Like many of his colleagues in the movie business, Barzman was blacklisted by the House Un-American Activities Committee (HUAC).
His wife, Norma Barzman, was a Communist Party USA member from 1943 to 1949. In 2014, she told the Los Angeles Times, "one should be proud to have been a member of the American Communist Party during those years. Hitler was invading the Soviet Union, so there was no reason to be anti-Russian, they were our allies."[2]
The couple relocated to England so Barzman could work on the movies Give Us This Day (aka, Christ In Concrete, 1949).[3] After his return to the United States after directing Give Us This Day, Edward Dmytryk, one of the Hollywood Ten, testified about the Barzmans to HUAC in 1951. "To get out of prison he named us and a lot of other people," said Norma Barzman in 2014. During the 1950s, the family relocated to Paris, where friends included Pablo Picasso, Yves Montand, and Simone Signoret,[2] and later southern France. Barzman did not receive credit for some movies because of the Hollywood Blacklist.
His U.S. citizenship was revoked from 1954 to 1963. His wife Norma had her passport revoked from 1951 for seven years.[2] The family remained abroad in London, Paris, and Mougins (France) until 1976, during which time he wrote his novels and screenplays for French and Italian movies.[4]

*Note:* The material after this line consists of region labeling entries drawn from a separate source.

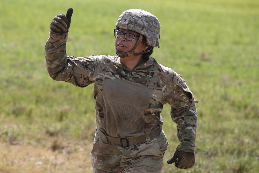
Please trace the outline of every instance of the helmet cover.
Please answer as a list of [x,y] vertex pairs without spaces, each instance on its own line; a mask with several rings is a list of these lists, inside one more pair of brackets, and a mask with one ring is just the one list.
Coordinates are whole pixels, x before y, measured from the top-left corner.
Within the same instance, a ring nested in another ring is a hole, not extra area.
[[156,16],[142,10],[131,9],[123,12],[115,25],[117,28],[132,31],[144,36],[148,44],[160,47],[160,23]]

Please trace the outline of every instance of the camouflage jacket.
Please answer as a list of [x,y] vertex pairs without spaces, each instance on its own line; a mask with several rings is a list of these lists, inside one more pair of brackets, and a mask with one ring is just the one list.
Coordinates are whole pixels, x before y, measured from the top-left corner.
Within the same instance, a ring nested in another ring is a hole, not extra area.
[[51,31],[49,35],[45,52],[50,76],[79,87],[94,84],[96,123],[100,129],[115,137],[148,134],[162,126],[160,113],[168,103],[181,142],[177,150],[194,152],[196,101],[180,75],[148,56],[132,72],[117,56],[68,56],[67,33]]

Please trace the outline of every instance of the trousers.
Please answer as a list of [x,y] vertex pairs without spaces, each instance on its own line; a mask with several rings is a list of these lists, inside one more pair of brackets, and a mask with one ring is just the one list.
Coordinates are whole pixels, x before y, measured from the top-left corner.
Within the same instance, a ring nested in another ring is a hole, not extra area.
[[93,173],[160,172],[168,143],[164,132],[151,141],[122,147],[96,132],[91,152]]

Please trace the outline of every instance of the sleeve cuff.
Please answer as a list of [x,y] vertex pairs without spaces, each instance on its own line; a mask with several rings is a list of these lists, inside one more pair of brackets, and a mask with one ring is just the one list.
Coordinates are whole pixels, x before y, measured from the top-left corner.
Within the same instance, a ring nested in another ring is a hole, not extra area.
[[195,141],[195,139],[190,139],[188,141],[183,141],[177,147],[176,150],[194,153],[195,152],[195,148],[196,146]]
[[64,33],[57,33],[51,30],[49,31],[49,37],[55,40],[67,40],[68,38],[68,31]]

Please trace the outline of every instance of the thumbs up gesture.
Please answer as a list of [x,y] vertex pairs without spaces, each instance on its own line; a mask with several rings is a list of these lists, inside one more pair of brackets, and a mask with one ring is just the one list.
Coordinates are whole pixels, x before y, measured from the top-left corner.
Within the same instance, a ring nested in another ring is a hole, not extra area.
[[50,24],[49,28],[55,32],[62,33],[68,32],[71,23],[71,18],[73,14],[73,9],[67,10],[67,15],[62,14],[57,15]]

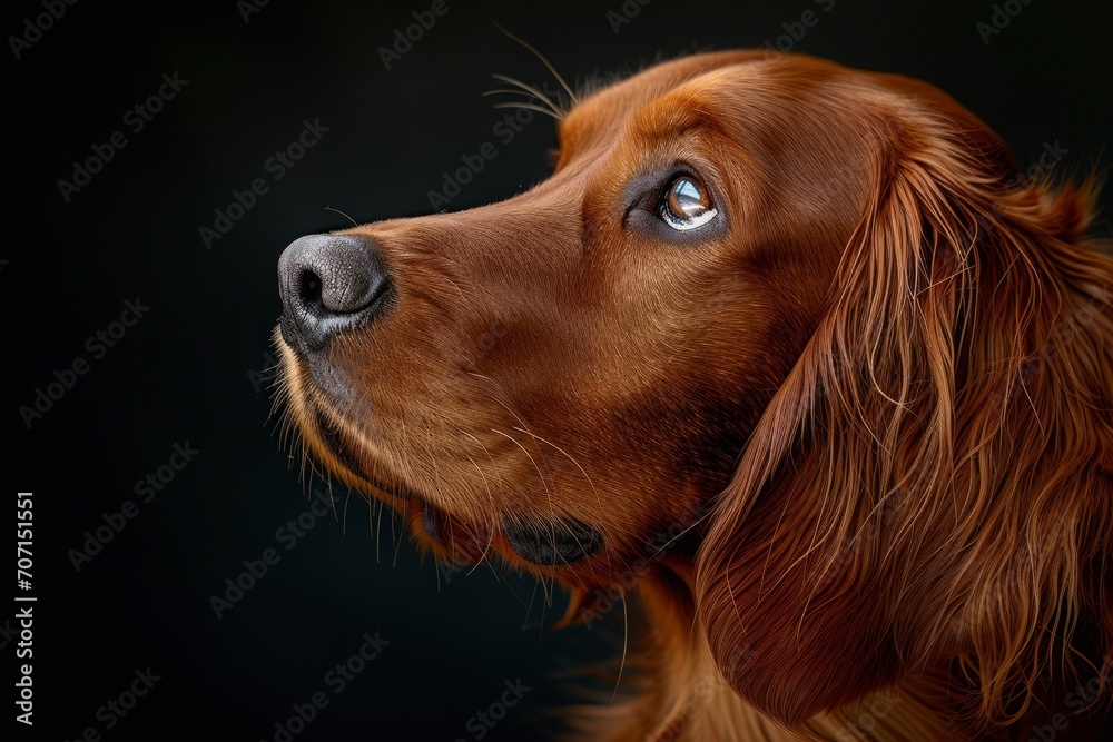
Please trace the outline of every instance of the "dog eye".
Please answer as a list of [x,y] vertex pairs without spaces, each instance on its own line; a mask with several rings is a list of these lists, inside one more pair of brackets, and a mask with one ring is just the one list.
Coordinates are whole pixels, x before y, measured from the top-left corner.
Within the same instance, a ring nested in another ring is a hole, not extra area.
[[718,214],[707,187],[690,175],[677,176],[661,195],[661,218],[673,229],[696,229]]

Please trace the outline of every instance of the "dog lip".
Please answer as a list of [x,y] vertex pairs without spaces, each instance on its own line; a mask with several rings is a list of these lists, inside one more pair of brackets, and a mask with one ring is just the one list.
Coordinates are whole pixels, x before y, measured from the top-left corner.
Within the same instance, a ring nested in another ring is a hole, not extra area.
[[561,518],[541,526],[525,526],[508,520],[503,532],[519,556],[540,566],[574,564],[603,544],[595,528],[574,518]]

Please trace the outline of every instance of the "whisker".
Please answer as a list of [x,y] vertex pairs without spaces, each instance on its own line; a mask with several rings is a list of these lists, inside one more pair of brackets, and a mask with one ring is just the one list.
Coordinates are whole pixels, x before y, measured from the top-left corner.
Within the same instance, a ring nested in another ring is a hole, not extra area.
[[512,41],[516,41],[518,43],[522,44],[523,47],[529,49],[534,57],[541,60],[541,63],[544,65],[550,72],[552,72],[553,77],[556,78],[556,81],[560,82],[560,86],[564,88],[564,92],[568,93],[569,100],[571,101],[572,106],[578,106],[580,103],[580,99],[577,98],[574,92],[572,92],[572,88],[569,87],[568,82],[564,81],[564,78],[561,77],[561,73],[556,71],[556,68],[553,67],[552,62],[550,62],[549,59],[538,50],[536,47],[534,47],[532,43],[528,41],[523,41],[522,39],[518,38],[513,33],[504,29],[502,24],[499,23],[499,21],[493,20],[491,22],[494,23],[495,28],[502,31]]

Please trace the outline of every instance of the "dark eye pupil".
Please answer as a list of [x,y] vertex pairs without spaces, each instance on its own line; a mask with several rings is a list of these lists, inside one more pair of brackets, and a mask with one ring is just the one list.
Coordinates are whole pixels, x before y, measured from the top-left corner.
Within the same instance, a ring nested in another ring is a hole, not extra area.
[[677,217],[697,217],[710,206],[707,196],[691,178],[677,178],[669,188],[669,210]]

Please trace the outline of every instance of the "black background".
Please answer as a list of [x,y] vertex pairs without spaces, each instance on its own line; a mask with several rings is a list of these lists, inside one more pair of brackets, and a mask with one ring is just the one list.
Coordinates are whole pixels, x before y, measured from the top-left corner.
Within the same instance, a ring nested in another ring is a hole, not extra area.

Barzman died in Santa Monica, California, United States.
In 1960, Barzman became a science fiction author, with his novel Out Of This World. It dealt with the idea of a twin planet of Earth in the same orbit as Earth, hidden from our view by the sun. The two planets had developed almost identically from creation—but World War II never happened on the twin Earth.
He received a retrospective showing of his movies at the Cinematheque in 1982.